The history of robotics dates back to the mid of early twentieth century, when the notion of a humanoid machine was developed in areas colonized by Europeans. Later in 1954, George Devol invented the first digitally operated and programmable robot, laying the foundation of the modern robotics industry. Since then, scientists and researchers were fervently working on the idea of industrial robots that could perform manufacturing tasks which would allow production with less need for human assistance.
Today, one can’t deny the fact that it was the mainstream media that pervaded the concept of robotics among the masses. Today, from the school students to the aging senior citizens know about robotics and its characteristics because of their continuous appearance on our mainstream media. But what makes robotics an exciting topic for the general public? And why is it ahead of every other tech-trend? To understand the significance of robotics, one needs to envisage how it contributes to the progression of human societies.
As we are constantly striving to make our processes quicker and efficient, robotics designed to work alongside humans can contribute exponentially for the development of our human societies. Take the example of service robots, basically known as field robots to public. They are entrusted with the total responsibility of performing a service to a human being—such as cleaning the floor and taking care of your household activities . They are cheaper in rates and easily affordable as opposed to the manufacturing or healthcare robots. While they provide us real-value helping humans finish the small tasks of household, military robots, most high-tech and important robots used today, saves lives performing extremely dangerous tasks without endangering humans. That’s not all of robots; they are in different shapes and sizes with the only aim: Supporting Human Endeavors. Today, from conducting marine research to performing surgeries in hospitals, we collaborate with different types of humanoid machines to make the process easier; ensure precision, and accuracy in their actions.

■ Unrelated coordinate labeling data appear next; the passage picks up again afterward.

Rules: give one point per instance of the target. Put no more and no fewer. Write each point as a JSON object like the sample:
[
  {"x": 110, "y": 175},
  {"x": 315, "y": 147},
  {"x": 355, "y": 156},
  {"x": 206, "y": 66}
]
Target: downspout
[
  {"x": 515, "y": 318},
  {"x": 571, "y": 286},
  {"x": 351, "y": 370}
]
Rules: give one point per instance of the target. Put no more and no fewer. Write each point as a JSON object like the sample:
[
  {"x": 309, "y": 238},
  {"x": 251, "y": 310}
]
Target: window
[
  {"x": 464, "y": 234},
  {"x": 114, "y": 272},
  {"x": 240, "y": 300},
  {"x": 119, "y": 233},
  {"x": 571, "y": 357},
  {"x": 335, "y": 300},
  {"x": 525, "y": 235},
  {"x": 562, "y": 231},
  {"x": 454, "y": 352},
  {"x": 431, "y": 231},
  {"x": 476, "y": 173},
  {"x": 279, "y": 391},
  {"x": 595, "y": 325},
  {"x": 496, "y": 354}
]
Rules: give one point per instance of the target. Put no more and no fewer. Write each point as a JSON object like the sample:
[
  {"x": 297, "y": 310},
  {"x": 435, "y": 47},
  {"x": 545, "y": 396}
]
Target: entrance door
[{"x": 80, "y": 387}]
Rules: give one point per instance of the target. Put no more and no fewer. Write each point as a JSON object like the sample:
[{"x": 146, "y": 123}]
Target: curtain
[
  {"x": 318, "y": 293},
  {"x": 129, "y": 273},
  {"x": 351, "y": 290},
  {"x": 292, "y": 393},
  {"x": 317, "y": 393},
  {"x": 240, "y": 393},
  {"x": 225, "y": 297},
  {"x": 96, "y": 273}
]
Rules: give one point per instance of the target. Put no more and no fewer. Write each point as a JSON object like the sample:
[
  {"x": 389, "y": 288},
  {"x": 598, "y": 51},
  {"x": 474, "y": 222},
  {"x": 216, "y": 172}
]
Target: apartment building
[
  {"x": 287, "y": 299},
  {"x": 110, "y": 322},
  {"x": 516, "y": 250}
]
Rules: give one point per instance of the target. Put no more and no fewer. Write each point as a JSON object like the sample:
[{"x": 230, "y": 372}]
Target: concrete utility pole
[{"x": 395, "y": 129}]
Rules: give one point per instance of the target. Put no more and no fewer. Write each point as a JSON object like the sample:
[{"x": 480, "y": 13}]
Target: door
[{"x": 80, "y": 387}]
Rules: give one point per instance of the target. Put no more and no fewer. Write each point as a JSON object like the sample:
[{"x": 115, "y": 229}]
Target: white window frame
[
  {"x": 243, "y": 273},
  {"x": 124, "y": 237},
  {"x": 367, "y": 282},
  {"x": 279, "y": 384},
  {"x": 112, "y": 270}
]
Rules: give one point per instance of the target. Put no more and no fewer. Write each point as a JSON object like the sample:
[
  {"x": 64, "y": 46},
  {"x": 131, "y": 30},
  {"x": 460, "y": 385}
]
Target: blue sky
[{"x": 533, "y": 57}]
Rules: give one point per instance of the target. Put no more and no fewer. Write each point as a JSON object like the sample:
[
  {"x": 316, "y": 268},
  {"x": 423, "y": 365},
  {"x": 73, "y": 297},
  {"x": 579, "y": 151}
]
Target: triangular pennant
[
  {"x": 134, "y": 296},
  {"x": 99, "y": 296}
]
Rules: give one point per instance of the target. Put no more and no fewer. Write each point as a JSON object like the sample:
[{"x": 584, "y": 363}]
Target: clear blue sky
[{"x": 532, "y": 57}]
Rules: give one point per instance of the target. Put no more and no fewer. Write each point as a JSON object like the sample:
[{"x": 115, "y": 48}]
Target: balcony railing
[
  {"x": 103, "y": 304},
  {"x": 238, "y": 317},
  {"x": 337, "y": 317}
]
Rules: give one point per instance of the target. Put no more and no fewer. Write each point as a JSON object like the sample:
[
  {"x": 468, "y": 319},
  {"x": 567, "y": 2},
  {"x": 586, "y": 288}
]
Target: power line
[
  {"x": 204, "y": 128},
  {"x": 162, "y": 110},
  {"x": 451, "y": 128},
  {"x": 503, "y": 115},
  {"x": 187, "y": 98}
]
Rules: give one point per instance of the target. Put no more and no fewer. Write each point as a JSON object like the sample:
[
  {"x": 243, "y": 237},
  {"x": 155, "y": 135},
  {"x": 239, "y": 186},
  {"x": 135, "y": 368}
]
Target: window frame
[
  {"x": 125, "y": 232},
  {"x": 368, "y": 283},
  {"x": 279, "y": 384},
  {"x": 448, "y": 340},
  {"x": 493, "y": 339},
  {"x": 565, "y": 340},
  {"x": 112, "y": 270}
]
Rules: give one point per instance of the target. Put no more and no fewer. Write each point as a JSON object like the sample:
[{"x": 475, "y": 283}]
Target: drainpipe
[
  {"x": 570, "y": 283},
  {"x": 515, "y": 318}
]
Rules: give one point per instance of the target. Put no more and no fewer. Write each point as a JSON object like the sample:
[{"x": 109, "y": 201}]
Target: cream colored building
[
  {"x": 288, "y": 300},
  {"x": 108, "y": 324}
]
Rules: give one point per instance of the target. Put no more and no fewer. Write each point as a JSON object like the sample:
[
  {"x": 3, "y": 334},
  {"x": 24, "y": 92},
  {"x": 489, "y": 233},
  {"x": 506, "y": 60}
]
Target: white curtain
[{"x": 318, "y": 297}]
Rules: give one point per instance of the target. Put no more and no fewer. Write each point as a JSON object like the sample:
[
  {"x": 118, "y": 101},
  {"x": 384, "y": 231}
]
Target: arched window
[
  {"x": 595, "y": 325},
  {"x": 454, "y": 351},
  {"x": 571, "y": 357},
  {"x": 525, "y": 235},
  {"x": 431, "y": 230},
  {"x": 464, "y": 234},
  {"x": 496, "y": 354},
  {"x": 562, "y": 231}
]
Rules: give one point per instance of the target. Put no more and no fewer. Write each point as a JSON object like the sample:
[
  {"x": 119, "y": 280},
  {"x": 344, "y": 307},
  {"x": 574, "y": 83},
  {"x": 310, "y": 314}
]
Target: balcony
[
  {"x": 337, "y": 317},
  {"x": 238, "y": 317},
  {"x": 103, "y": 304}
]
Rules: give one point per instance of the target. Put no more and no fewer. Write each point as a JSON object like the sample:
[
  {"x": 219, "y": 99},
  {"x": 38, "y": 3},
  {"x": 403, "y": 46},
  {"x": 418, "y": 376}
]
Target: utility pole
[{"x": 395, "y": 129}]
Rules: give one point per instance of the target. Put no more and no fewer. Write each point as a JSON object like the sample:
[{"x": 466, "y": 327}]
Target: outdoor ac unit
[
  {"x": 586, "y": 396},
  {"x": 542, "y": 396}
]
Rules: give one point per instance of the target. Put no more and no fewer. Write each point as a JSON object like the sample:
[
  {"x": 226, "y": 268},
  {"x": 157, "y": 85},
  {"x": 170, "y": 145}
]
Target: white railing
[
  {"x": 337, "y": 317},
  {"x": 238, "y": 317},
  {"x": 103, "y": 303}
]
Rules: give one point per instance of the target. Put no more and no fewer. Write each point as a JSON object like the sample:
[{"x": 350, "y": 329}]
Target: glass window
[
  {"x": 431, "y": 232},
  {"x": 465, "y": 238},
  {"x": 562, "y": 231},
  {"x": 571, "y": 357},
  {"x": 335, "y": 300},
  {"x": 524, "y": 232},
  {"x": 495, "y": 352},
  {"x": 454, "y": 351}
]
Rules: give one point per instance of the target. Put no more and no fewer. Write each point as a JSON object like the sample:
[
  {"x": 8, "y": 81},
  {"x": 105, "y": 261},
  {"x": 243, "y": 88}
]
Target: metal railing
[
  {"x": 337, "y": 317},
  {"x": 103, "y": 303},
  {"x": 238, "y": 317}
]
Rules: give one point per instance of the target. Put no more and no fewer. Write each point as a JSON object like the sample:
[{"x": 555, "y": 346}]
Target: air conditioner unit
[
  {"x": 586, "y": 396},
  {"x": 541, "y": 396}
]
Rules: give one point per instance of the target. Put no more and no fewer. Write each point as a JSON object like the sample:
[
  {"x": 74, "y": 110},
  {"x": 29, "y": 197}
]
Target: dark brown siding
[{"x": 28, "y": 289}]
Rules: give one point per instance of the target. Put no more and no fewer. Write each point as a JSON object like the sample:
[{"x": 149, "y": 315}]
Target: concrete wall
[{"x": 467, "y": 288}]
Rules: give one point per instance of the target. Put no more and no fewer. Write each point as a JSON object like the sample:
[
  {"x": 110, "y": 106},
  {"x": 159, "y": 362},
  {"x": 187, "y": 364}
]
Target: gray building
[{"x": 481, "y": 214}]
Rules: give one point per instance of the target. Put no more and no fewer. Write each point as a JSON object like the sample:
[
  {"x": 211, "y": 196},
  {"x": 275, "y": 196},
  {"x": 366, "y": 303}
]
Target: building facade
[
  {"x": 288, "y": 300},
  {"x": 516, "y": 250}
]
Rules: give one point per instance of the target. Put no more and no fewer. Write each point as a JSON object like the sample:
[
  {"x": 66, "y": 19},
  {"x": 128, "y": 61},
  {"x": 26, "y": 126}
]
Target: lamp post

Yet, we are not happy with the advancements in robotics technology as we fear that they will displace us on job tasks in the coming years. But it’s not the reality. Though we employ them in every aspect of life to improve our quality of life and develop our economy, they are not capable of enslaving their masters.
An article in MIT technology review sheds light on this topic with the support of real-facts. It state that “while the raw abilities of these computers have improved at an exponential rate over many years of magnitude, the rates at which human jobs have been replaced have remain modest and relatively constant. This is reasonably because human jobs vary enormously in the computing power required to do these jobs adequately.”

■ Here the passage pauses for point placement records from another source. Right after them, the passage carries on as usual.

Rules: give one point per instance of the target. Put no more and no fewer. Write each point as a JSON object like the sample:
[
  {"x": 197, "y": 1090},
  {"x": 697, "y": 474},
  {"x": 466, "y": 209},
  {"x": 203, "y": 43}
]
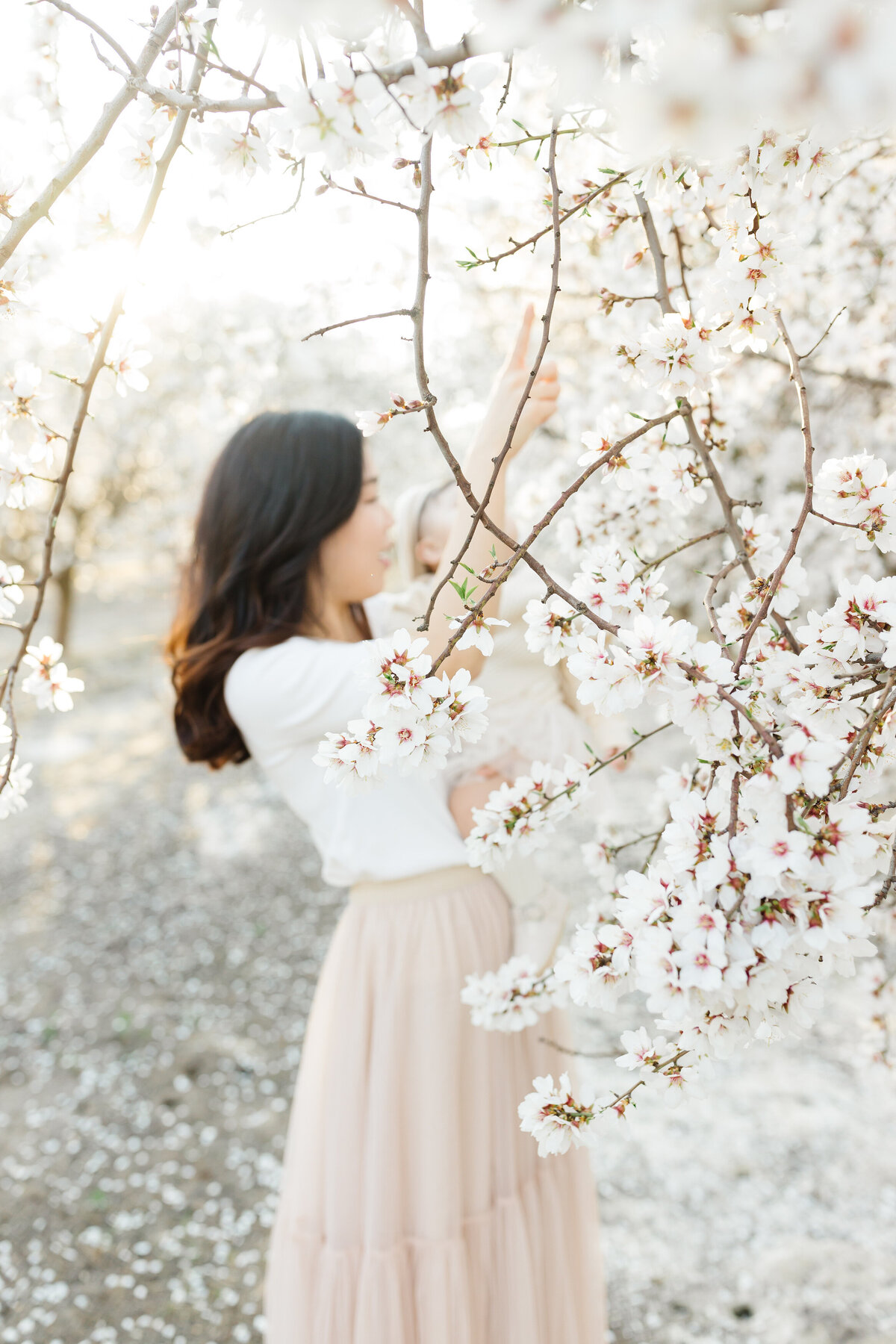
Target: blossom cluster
[{"x": 411, "y": 721}]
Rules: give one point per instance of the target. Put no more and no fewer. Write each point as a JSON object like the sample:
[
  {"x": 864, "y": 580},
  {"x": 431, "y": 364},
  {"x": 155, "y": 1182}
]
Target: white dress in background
[{"x": 413, "y": 1210}]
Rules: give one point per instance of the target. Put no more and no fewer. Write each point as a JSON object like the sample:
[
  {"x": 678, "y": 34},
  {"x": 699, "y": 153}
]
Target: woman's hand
[
  {"x": 508, "y": 389},
  {"x": 473, "y": 793}
]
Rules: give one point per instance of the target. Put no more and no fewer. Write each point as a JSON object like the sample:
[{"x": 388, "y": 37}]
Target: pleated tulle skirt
[{"x": 413, "y": 1210}]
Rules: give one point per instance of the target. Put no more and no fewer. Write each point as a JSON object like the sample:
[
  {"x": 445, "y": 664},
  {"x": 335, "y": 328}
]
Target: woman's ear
[{"x": 428, "y": 553}]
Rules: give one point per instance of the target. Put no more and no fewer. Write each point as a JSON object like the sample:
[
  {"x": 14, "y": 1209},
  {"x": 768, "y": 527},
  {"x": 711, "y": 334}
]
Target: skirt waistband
[{"x": 418, "y": 885}]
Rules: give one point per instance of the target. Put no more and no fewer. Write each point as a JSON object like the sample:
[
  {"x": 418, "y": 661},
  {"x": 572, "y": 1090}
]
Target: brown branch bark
[{"x": 774, "y": 582}]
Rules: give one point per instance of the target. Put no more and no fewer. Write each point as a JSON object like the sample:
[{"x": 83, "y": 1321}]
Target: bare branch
[
  {"x": 694, "y": 541},
  {"x": 101, "y": 33},
  {"x": 82, "y": 410},
  {"x": 695, "y": 438},
  {"x": 366, "y": 195},
  {"x": 368, "y": 317},
  {"x": 774, "y": 582},
  {"x": 492, "y": 260},
  {"x": 40, "y": 208},
  {"x": 274, "y": 214}
]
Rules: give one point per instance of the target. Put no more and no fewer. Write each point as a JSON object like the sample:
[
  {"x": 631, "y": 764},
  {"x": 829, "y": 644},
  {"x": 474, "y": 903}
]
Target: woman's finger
[{"x": 519, "y": 352}]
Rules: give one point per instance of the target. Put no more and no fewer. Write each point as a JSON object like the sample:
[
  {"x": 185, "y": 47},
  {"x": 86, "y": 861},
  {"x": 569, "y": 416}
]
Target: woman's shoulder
[{"x": 299, "y": 668}]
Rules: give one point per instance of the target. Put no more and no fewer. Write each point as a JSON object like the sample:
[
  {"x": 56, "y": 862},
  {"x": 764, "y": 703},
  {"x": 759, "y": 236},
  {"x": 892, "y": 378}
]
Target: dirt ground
[{"x": 161, "y": 930}]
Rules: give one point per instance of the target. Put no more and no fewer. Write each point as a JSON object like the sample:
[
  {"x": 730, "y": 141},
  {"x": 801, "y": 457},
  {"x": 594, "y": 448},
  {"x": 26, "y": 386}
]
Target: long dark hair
[{"x": 284, "y": 483}]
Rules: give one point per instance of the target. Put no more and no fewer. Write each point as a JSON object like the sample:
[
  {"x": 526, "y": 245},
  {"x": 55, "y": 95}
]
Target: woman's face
[{"x": 355, "y": 557}]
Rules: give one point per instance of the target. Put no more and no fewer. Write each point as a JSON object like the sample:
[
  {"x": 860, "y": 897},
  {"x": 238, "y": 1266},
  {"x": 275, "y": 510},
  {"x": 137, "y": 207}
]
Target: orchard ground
[{"x": 161, "y": 932}]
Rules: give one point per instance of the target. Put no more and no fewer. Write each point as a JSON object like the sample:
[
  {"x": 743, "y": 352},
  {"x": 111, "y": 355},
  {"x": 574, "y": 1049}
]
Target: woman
[{"x": 413, "y": 1210}]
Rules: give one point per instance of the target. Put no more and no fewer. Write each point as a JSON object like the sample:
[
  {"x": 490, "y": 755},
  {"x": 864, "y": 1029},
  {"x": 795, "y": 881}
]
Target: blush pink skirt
[{"x": 413, "y": 1210}]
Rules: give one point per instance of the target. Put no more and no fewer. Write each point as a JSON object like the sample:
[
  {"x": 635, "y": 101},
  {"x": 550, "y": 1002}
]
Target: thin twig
[
  {"x": 84, "y": 402},
  {"x": 40, "y": 208},
  {"x": 492, "y": 260},
  {"x": 684, "y": 546},
  {"x": 368, "y": 317},
  {"x": 82, "y": 18}
]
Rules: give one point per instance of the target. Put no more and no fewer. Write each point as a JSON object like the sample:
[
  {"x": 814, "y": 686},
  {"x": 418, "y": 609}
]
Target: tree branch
[
  {"x": 40, "y": 208},
  {"x": 84, "y": 402}
]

However, a future led by robots couldn’t be in place as they can’t fit into the social slots that human had previously occupied. Moreover, they can’t function without the assistance of their masters and will be controlled by humans in the years ahead. They will continue to play a significant role in our society but their domination over the humans is a myth sold by media. And if we really care about the future of human civilization, what we have to worry about is not the uprising of robots but the catastrophe of climate change and nuclear war.